Show that for a projectile the angle between the velocity and the $x$ -axis as a function of time is given by

$\theta(t)=\tan ^{-1}\left(\frac{v_{0 y}-g t}{v_{0 x}}\right)$

Show that the projection angle $\theta_{0}$ for a projectile launched from the origin is given by

$\theta_{0}=\tan ^{-1}\left(\frac{4 h_{m}}{R}\right)$

Where the symbols have their usual meaning.

Let $v_{0 x }$ and $v_{0y }$ respectively be the initial components of the velocity of the projectile along horizontal $(x)$ and vertical $(y)$ directions.

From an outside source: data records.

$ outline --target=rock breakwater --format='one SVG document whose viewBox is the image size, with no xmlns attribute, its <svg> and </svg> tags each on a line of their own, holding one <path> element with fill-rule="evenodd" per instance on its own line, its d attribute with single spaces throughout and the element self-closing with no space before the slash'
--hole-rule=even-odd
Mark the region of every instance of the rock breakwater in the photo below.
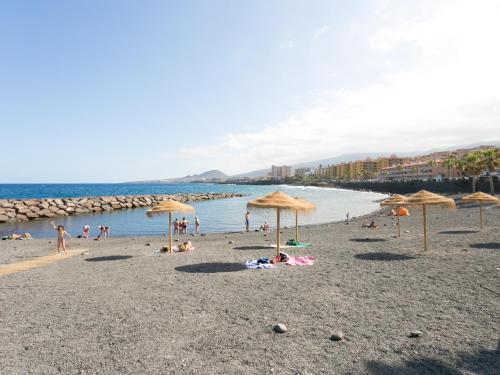
<svg viewBox="0 0 500 375">
<path fill-rule="evenodd" d="M 113 195 L 82 198 L 0 199 L 0 223 L 28 221 L 55 216 L 90 214 L 103 211 L 156 206 L 173 199 L 181 203 L 241 197 L 234 193 L 200 193 L 172 195 Z"/>
</svg>

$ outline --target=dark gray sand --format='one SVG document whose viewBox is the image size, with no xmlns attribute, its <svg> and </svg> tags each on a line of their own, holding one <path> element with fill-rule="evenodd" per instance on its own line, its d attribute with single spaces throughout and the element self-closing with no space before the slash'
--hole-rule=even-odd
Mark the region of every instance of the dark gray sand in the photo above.
<svg viewBox="0 0 500 375">
<path fill-rule="evenodd" d="M 426 253 L 418 211 L 401 238 L 380 213 L 302 228 L 314 246 L 287 250 L 316 263 L 275 270 L 243 267 L 274 233 L 72 240 L 88 254 L 0 277 L 0 373 L 498 374 L 499 208 L 482 232 L 476 208 L 429 210 Z M 2 241 L 0 263 L 53 246 Z"/>
</svg>

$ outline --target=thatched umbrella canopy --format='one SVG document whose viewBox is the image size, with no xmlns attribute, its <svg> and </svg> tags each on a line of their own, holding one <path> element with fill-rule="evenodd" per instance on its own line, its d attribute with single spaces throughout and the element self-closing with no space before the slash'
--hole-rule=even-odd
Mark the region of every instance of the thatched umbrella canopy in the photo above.
<svg viewBox="0 0 500 375">
<path fill-rule="evenodd" d="M 427 250 L 427 215 L 426 206 L 442 206 L 455 208 L 455 201 L 451 198 L 443 197 L 439 194 L 431 193 L 427 190 L 420 190 L 418 193 L 406 198 L 405 204 L 408 206 L 422 206 L 424 218 L 424 250 Z"/>
<path fill-rule="evenodd" d="M 380 202 L 380 206 L 389 206 L 389 207 L 396 207 L 398 210 L 398 237 L 401 237 L 401 230 L 399 228 L 399 209 L 401 208 L 402 205 L 404 205 L 406 202 L 406 197 L 401 194 L 394 194 L 390 198 L 387 198 Z"/>
<path fill-rule="evenodd" d="M 477 193 L 467 195 L 462 198 L 464 203 L 479 203 L 479 223 L 483 229 L 483 204 L 500 204 L 500 199 L 493 195 L 478 191 Z"/>
<path fill-rule="evenodd" d="M 194 207 L 169 199 L 166 201 L 162 201 L 157 206 L 154 206 L 153 208 L 147 210 L 146 215 L 151 217 L 158 214 L 160 215 L 165 214 L 167 212 L 168 212 L 168 242 L 169 242 L 168 251 L 171 253 L 173 250 L 172 212 L 194 212 Z"/>
<path fill-rule="evenodd" d="M 310 213 L 316 209 L 316 205 L 304 198 L 295 197 L 295 199 L 303 206 L 300 210 L 295 210 L 295 241 L 299 242 L 299 212 L 302 214 Z"/>
<path fill-rule="evenodd" d="M 301 210 L 304 205 L 291 196 L 276 191 L 247 203 L 248 208 L 276 209 L 276 253 L 280 253 L 280 213 L 282 210 Z"/>
</svg>

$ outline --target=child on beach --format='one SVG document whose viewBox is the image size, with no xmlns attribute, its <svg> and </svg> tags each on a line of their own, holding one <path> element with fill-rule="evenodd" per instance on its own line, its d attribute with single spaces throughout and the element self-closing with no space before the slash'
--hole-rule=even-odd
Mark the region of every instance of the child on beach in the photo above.
<svg viewBox="0 0 500 375">
<path fill-rule="evenodd" d="M 57 253 L 60 254 L 62 249 L 64 251 L 64 254 L 66 255 L 67 251 L 66 251 L 66 242 L 64 240 L 64 236 L 66 235 L 69 238 L 73 237 L 71 237 L 71 235 L 64 230 L 63 225 L 56 226 L 56 223 L 52 222 L 52 226 L 54 227 L 55 230 L 57 230 Z"/>
<path fill-rule="evenodd" d="M 106 225 L 99 225 L 99 237 L 108 238 L 109 237 L 109 227 Z"/>
<path fill-rule="evenodd" d="M 82 237 L 89 238 L 89 235 L 90 235 L 90 225 L 85 225 L 83 227 Z"/>
</svg>

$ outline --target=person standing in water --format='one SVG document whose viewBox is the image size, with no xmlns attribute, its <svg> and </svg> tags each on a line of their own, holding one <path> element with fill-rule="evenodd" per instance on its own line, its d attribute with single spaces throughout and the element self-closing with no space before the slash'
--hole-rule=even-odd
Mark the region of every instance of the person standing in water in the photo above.
<svg viewBox="0 0 500 375">
<path fill-rule="evenodd" d="M 250 232 L 250 212 L 245 214 L 245 231 Z"/>
<path fill-rule="evenodd" d="M 57 230 L 57 253 L 60 254 L 62 249 L 66 255 L 68 252 L 66 251 L 66 241 L 64 240 L 64 236 L 66 235 L 69 238 L 73 237 L 71 237 L 70 234 L 64 230 L 63 225 L 56 226 L 56 223 L 52 222 L 52 226 L 55 230 Z"/>
<path fill-rule="evenodd" d="M 196 234 L 200 233 L 200 219 L 198 219 L 198 216 L 194 217 L 194 232 Z"/>
</svg>

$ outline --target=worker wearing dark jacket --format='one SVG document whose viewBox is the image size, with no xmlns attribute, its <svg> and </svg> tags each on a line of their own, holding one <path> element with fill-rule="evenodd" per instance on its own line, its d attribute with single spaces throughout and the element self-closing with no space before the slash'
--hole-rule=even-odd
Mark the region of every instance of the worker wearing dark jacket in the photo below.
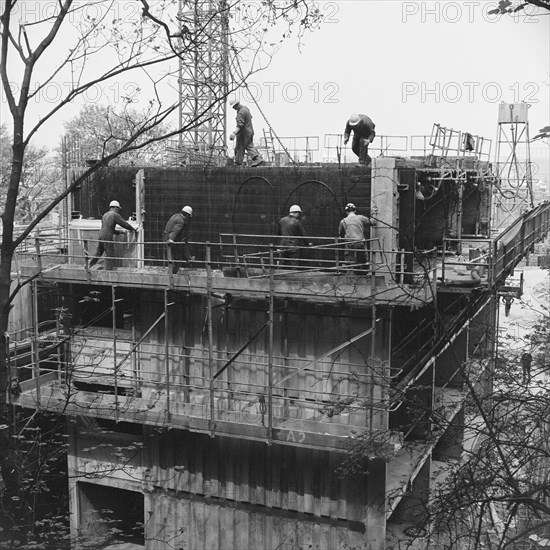
<svg viewBox="0 0 550 550">
<path fill-rule="evenodd" d="M 191 250 L 188 243 L 192 217 L 193 209 L 190 206 L 184 206 L 181 212 L 177 212 L 168 220 L 164 228 L 163 237 L 166 246 L 170 247 L 173 274 L 176 274 L 180 267 L 185 267 L 191 259 Z M 170 258 L 168 248 L 166 249 L 166 256 Z"/>
<path fill-rule="evenodd" d="M 252 115 L 250 109 L 241 105 L 236 97 L 231 98 L 229 105 L 237 111 L 237 128 L 229 136 L 230 140 L 235 141 L 235 164 L 241 166 L 244 160 L 244 153 L 252 159 L 251 166 L 259 166 L 264 162 L 260 153 L 254 147 L 254 128 L 252 127 Z"/>
<path fill-rule="evenodd" d="M 367 261 L 369 228 L 376 225 L 376 222 L 357 214 L 355 204 L 346 205 L 346 217 L 340 221 L 338 236 L 351 241 L 346 244 L 344 258 L 352 264 L 365 264 Z"/>
<path fill-rule="evenodd" d="M 90 262 L 90 267 L 93 267 L 105 253 L 105 269 L 113 269 L 113 260 L 115 256 L 115 245 L 113 243 L 113 237 L 120 235 L 121 231 L 116 229 L 117 225 L 127 229 L 132 233 L 137 233 L 137 229 L 134 229 L 120 214 L 120 203 L 118 201 L 111 201 L 109 204 L 108 212 L 105 212 L 101 218 L 101 229 L 99 231 L 99 242 L 97 243 L 97 250 L 95 256 Z"/>
<path fill-rule="evenodd" d="M 290 207 L 288 216 L 279 220 L 277 235 L 281 236 L 281 245 L 283 251 L 281 253 L 281 264 L 297 265 L 301 256 L 301 248 L 309 246 L 306 237 L 306 232 L 300 217 L 302 209 L 293 204 Z"/>
<path fill-rule="evenodd" d="M 344 130 L 344 145 L 349 141 L 352 131 L 351 149 L 359 157 L 359 162 L 368 166 L 371 162 L 369 145 L 376 136 L 374 122 L 367 115 L 351 115 Z"/>
</svg>

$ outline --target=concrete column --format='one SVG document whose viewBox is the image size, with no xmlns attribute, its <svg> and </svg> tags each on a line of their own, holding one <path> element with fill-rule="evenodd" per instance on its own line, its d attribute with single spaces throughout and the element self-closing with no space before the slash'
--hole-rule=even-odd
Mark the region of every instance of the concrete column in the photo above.
<svg viewBox="0 0 550 550">
<path fill-rule="evenodd" d="M 377 158 L 372 161 L 371 180 L 371 208 L 374 216 L 381 220 L 371 228 L 371 238 L 378 239 L 383 250 L 397 250 L 398 232 L 398 175 L 393 158 Z M 376 247 L 373 247 L 375 250 Z M 379 261 L 380 258 L 375 258 Z M 395 254 L 388 256 L 385 261 L 394 271 Z"/>
</svg>

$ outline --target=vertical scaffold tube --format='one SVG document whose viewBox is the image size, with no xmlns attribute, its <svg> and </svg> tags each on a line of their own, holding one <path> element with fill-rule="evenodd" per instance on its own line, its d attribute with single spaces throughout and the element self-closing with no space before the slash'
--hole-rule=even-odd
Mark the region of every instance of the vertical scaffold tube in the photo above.
<svg viewBox="0 0 550 550">
<path fill-rule="evenodd" d="M 273 245 L 269 245 L 269 343 L 268 343 L 268 388 L 267 388 L 267 441 L 273 442 L 273 317 L 274 317 L 274 271 Z"/>
<path fill-rule="evenodd" d="M 208 320 L 208 373 L 210 377 L 210 435 L 214 437 L 214 337 L 212 332 L 212 265 L 210 243 L 206 242 L 206 308 Z"/>
<path fill-rule="evenodd" d="M 111 321 L 113 324 L 113 371 L 115 377 L 115 422 L 118 422 L 118 373 L 116 362 L 116 287 L 111 287 Z"/>
<path fill-rule="evenodd" d="M 170 324 L 168 322 L 168 290 L 164 290 L 164 364 L 166 377 L 166 420 L 171 421 L 170 417 L 170 346 L 168 340 L 168 332 Z"/>
<path fill-rule="evenodd" d="M 36 381 L 36 408 L 41 409 L 40 406 L 40 348 L 38 345 L 38 285 L 36 281 L 32 282 L 32 324 L 34 339 L 33 345 L 33 376 Z M 8 348 L 9 356 L 9 348 Z"/>
</svg>

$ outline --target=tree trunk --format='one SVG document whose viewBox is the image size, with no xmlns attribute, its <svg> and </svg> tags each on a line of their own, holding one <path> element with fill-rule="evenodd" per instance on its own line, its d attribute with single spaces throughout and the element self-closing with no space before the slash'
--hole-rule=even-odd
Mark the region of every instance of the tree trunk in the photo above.
<svg viewBox="0 0 550 550">
<path fill-rule="evenodd" d="M 12 406 L 8 403 L 8 322 L 11 311 L 11 266 L 13 262 L 13 223 L 19 182 L 23 167 L 25 146 L 23 117 L 14 117 L 14 143 L 10 180 L 6 194 L 6 208 L 2 214 L 2 244 L 0 247 L 0 467 L 6 484 L 7 512 L 16 525 L 24 522 L 25 505 L 20 491 L 19 468 L 14 452 L 12 434 Z"/>
</svg>

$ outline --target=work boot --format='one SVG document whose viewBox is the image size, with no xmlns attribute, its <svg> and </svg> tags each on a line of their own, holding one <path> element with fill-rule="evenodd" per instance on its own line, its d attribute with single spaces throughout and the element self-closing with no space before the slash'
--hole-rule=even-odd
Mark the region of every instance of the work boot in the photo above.
<svg viewBox="0 0 550 550">
<path fill-rule="evenodd" d="M 264 159 L 262 157 L 256 157 L 252 160 L 250 163 L 250 166 L 260 166 L 264 163 Z"/>
</svg>

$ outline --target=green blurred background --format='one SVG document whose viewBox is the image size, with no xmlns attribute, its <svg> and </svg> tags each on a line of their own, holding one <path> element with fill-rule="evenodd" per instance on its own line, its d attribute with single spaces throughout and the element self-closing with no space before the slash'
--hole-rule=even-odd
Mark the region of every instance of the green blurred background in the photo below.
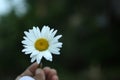
<svg viewBox="0 0 120 80">
<path fill-rule="evenodd" d="M 63 35 L 61 55 L 42 60 L 60 80 L 120 80 L 119 0 L 0 0 L 0 80 L 31 64 L 23 32 L 43 25 Z"/>
</svg>

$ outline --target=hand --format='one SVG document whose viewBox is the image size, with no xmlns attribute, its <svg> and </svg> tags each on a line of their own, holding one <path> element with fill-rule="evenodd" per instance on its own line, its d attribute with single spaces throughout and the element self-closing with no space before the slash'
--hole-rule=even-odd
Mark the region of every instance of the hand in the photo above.
<svg viewBox="0 0 120 80">
<path fill-rule="evenodd" d="M 23 76 L 31 76 L 35 80 L 58 80 L 58 75 L 55 69 L 50 67 L 38 68 L 37 63 L 33 63 L 29 66 L 16 80 L 19 80 Z"/>
</svg>

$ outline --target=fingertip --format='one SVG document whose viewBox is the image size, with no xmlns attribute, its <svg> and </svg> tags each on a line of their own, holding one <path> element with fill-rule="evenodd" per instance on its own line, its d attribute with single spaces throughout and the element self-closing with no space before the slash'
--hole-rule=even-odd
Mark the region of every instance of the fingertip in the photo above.
<svg viewBox="0 0 120 80">
<path fill-rule="evenodd" d="M 34 74 L 29 70 L 29 69 L 26 69 L 20 76 L 33 76 Z"/>
<path fill-rule="evenodd" d="M 44 67 L 43 70 L 50 70 L 50 67 Z"/>
<path fill-rule="evenodd" d="M 44 71 L 40 68 L 38 68 L 35 71 L 35 76 L 34 76 L 35 80 L 45 80 L 45 74 Z"/>
<path fill-rule="evenodd" d="M 44 67 L 43 71 L 45 72 L 45 74 L 48 74 L 50 72 L 50 67 Z"/>
<path fill-rule="evenodd" d="M 40 73 L 43 73 L 43 71 L 42 71 L 40 68 L 38 68 L 38 69 L 35 71 L 35 74 L 40 74 Z"/>
<path fill-rule="evenodd" d="M 37 64 L 37 62 L 35 62 L 28 67 L 28 70 L 30 70 L 32 73 L 34 73 L 35 70 L 38 68 L 38 66 L 39 66 L 39 64 Z"/>
<path fill-rule="evenodd" d="M 57 74 L 57 71 L 55 69 L 51 69 L 52 74 Z"/>
<path fill-rule="evenodd" d="M 39 64 L 37 62 L 34 62 L 32 65 L 37 66 L 37 67 L 39 66 Z"/>
<path fill-rule="evenodd" d="M 54 76 L 52 77 L 52 80 L 58 80 L 58 76 L 57 76 L 57 75 L 54 75 Z"/>
<path fill-rule="evenodd" d="M 54 78 L 54 80 L 57 80 L 57 71 L 55 69 L 49 69 L 48 71 L 49 72 L 47 72 L 47 79 L 53 80 L 52 78 Z"/>
</svg>

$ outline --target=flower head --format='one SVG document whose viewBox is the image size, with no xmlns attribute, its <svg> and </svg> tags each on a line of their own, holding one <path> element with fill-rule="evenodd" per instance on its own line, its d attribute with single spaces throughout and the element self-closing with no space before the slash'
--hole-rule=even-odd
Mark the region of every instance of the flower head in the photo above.
<svg viewBox="0 0 120 80">
<path fill-rule="evenodd" d="M 31 62 L 36 60 L 39 64 L 43 57 L 46 60 L 52 61 L 52 54 L 60 54 L 59 51 L 62 47 L 62 42 L 59 42 L 58 39 L 62 35 L 55 36 L 57 30 L 43 26 L 41 31 L 38 27 L 33 27 L 33 29 L 29 29 L 28 32 L 25 31 L 24 33 L 25 36 L 22 41 L 24 49 L 22 52 L 30 54 Z"/>
</svg>

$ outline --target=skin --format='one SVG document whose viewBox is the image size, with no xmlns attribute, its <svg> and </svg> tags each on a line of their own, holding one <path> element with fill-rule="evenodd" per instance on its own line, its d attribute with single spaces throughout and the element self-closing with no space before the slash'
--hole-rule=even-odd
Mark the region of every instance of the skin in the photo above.
<svg viewBox="0 0 120 80">
<path fill-rule="evenodd" d="M 19 80 L 23 76 L 31 76 L 35 80 L 58 80 L 58 75 L 55 69 L 50 67 L 38 68 L 37 63 L 30 65 L 22 74 L 15 80 Z"/>
</svg>

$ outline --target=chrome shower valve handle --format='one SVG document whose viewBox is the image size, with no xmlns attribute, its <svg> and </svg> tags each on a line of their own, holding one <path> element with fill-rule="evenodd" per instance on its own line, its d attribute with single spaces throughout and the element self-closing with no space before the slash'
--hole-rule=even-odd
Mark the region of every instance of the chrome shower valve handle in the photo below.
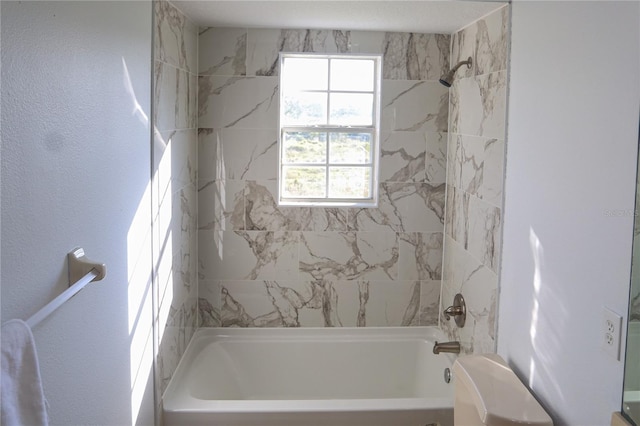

Let $v_{x}$ and $v_{y}$ respectively be the horizontal and vertical components of velocity at a point $P$

Time taken by the projectile to reach point $P =t$ Applying the first equation of motion along the vertical and horizontal directions, we get $v_{y}=v_{0 y}= g t$

And $v_{x}=v_{0 x}$

$\therefore \tan \theta=\frac{v_{y}}{v_{x}}=\frac{v_{0 y}- g t}{v_{0 x}}$

$\theta=\tan ^{-1}\left(\frac{v_{0 y}-g t}{v_{0 x}}\right)$

Maximum vertical height, $h_{ m }=\frac{u_{0}^{2} \sin ^{2} 2 \theta}{2 g }$

Horizontal range, $\quad R=\frac{u_{0}^{2} \sin ^{2} 2 \theta}{g}$

Solving equations $(i)$ and $(ii)$, we get:

$-\frac{h_{ m }}{R}=\frac{\sin ^{2} \theta}{2 \sin ^{2} \theta}$

$=\frac{\sin \theta \times \sin \theta}{2 \times 2 \sin \theta \cos \theta}$

$=\frac{1}{4} \frac{\sin \theta}{\cos \theta}=\frac{1}{4} \tan \theta$

$\tan \theta=\left(\frac{4 h_{ m }}{R}\right)$

$\theta=\tan ^{-1}\left(\frac{4 h_{ m }}{R}\right)$